Encounters between Matthieu Brouillard and Donigan Cumming explores the common currents running through the work of these artists, and more specifically how similar impulses are translated formally, emotionally and conceptually through the medium of photography. Through proximity, the usual readings of each artist's work are inevitably modified and multiplied; each work is imbued with a new light. While highlighting a community of interests and an affinity of sensibility between two artists of different generations, the book is also an opportunity to present unusual and sometimes radical views within the debates that have shaped contemporary photography.

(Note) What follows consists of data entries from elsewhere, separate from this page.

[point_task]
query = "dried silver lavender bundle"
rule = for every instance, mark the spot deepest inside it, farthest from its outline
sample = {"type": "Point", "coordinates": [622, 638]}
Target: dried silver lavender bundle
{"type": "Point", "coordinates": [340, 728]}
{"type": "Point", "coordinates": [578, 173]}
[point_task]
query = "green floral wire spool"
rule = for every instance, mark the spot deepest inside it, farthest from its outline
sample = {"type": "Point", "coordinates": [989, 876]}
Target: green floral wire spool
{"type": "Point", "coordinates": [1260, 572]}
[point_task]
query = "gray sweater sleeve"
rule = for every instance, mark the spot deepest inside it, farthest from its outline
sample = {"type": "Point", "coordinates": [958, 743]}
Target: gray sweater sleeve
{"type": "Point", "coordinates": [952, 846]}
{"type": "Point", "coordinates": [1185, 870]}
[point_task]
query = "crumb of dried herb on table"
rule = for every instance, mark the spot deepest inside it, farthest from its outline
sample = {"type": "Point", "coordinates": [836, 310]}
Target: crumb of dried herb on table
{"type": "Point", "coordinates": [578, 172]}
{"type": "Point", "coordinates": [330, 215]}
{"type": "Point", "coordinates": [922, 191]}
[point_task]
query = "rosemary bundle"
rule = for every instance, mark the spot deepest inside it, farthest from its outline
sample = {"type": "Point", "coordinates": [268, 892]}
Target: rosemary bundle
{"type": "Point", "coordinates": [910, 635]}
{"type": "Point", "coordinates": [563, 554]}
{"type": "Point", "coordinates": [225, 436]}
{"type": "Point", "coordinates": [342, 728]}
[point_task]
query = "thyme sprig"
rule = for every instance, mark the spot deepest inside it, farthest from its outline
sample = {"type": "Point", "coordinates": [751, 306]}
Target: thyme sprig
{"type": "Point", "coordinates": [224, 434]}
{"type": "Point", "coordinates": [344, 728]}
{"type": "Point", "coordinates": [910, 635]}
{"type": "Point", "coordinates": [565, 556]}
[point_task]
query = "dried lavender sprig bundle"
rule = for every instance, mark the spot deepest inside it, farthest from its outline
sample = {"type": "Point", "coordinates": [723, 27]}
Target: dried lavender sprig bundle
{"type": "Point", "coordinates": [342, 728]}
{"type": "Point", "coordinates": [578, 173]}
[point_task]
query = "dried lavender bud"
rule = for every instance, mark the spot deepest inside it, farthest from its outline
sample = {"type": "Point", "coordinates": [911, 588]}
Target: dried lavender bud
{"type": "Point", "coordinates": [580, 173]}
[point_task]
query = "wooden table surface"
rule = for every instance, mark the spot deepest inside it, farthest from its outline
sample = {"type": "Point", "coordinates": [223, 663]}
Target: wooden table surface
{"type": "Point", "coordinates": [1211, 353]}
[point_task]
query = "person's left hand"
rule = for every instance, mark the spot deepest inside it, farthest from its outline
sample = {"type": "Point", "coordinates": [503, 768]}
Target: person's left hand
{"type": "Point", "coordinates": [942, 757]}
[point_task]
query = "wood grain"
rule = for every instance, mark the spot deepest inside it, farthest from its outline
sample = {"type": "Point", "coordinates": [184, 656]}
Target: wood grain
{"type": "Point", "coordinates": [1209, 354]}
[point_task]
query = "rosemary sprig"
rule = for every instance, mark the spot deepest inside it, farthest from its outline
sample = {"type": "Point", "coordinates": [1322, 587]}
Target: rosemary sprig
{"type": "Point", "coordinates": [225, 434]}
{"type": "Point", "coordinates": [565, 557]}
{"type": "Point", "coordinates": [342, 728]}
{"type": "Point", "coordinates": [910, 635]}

As Brouillard and Cumming wrote: "In linking our work, we wanted to play with these points of connection with differently charged electrical potentials in order to generate high intensity energies as well as short circuits. Moments of connections as well as brilliant ruptures. This project could then function as a curious "machine" that produces as much as it dissipates; infuses as much as it diffuses; conditions as much as it deconditions. A machine that is all the more efficient because it does not pursue homogeneity and conformity, transparency and clarification. A machine that produces excesses, improbable associations and polyvocal bodies that disempower the thought at the same time that they activate and animate it."
Returning to the photographic projects Cumming conceived in the early 1980s and relating them to the photographs Brouillard has made since 2003, this publication reveals over thirty years of artistic production and is accompanied by critical essays by Eduardo Ralickas and Erin Silver.